Revision history for this message
Steve Beattie (sbeattie) wrote :

Okay, thanks to jj for providing kernels, I've now reproduced this in zesty with his patch set applied.

It's failing in the 'confined/complain' tests. There's a bug in the environ.c test that prevents the test harness from detecting/reporting the failure correctly. When that's fixed, the output looks like:

ok: ENVIRON (elf): ux & regular env
ok: ENVIRON (elf): ux & sensitive env
ok: ENVIRON (elf): Ux & regular env
ok: ENVIRON (elf): Ux & sensitive env
ok: ENVIRON (elf): ix & regular env
ok: ENVIRON (elf): ix & sensitive env
ok: ENVIRON (elf): px & regular env
ok: ENVIRON (elf): px & sensitive env
ok: ENVIRON (elf): Px & regular env
ok: ENVIRON (elf): Px & sensitive env
ok: ENVIRON (elf): unconfined --> confined & regular env
ok: ENVIRON (elf): unconfined --> confined & sensitive env
Error: environ failed.
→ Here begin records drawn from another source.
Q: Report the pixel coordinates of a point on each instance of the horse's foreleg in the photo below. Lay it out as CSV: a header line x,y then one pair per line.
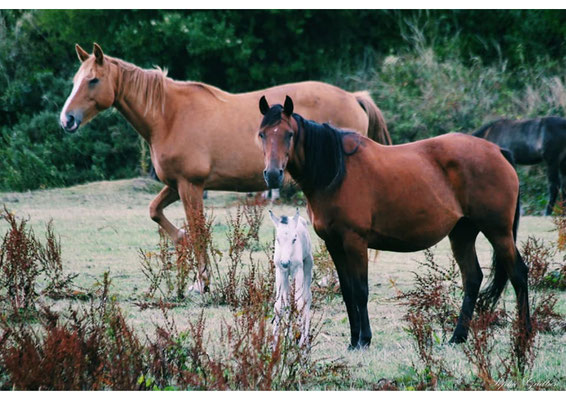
x,y
305,298
356,251
553,186
346,278
191,196
281,297
166,196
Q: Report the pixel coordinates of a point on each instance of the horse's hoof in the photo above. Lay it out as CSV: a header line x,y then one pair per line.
x,y
199,288
457,339
181,234
359,346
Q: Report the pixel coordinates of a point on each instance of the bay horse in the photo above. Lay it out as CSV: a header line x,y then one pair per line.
x,y
192,147
403,198
533,141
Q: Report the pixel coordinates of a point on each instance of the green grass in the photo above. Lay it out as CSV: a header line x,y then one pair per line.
x,y
103,225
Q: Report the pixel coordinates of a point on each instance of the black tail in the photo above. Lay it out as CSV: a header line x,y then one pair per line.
x,y
481,132
498,278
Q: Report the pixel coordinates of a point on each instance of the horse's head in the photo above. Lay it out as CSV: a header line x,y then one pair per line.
x,y
277,135
93,89
288,249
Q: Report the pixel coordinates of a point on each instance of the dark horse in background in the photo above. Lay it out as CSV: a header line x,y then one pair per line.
x,y
400,198
531,142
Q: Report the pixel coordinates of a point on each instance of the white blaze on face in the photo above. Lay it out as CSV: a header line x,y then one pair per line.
x,y
76,86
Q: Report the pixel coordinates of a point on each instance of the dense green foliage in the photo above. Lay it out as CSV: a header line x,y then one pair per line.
x,y
429,71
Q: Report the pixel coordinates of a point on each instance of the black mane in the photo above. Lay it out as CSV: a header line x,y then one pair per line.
x,y
325,163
Test 'ENVIRON (elf): confined/complain & regular env' was expected to 'pass'. Reason for failure 'FAIL: child failed'
Error: environ failed. Test 'ENVIRON (elf): confined/complain & sensitive env' was expected to 'pass'. Reason for failure 'FAIL: child failed'
ok: ENVIRON (shell script): ux & regular env
ok: ENVIRON (shell script): ux & sensitive env
ok: ENVIRON (shell script): Ux & regular env
ok: ENVIRON (shell script): Ux & sensitive env
ok: ENVIRON (shell script): px & regular env
ok: ENVIRON (shell script): px & sensitive env
ok: ENVIRON (shell script): Px & regular env
ok: ENVIRON (shell script): Px & sensitive env
ok: ENVIRON (shell script): ix & regular env
ok: ENVIRON (shell script): ix & sensitive env
ok: ENVIRON (shell script): unconfined --> confined & regular env
ok: ENVIRON (shell script): unconfined --> confined & sensitive env
Error: environ failed. Test 'ENVIRON (shell script): confined/complain & regular env' was expected to 'pass'. Reason for failure 'FAIL: child failed'
Error: environ failed. Test 'ENVIRON (shell script): confined/complain & sensitive env' was expected to 'pass'. Reason for failure 'FAIL: child failed'
ok: ENVIRON (elf): unconfined setuid helper
ok: ENVIRON (elf): unconfined setuid helper

Examining the individual test, the environ program is attempting to run the env_check program while confined by a complain mode profile, but is not permitted to do so. From strace output:

[pid 5706] execve("/home/ubuntu/tmp/apparmor-2.10.95/tests/regression/apparmor/env_check", ["/home/ubuntu/tmp/apparmor-2.10.9"..., "FOO=BAR"], [/* 24 vars */]) = -1 EACCES (Permission denied)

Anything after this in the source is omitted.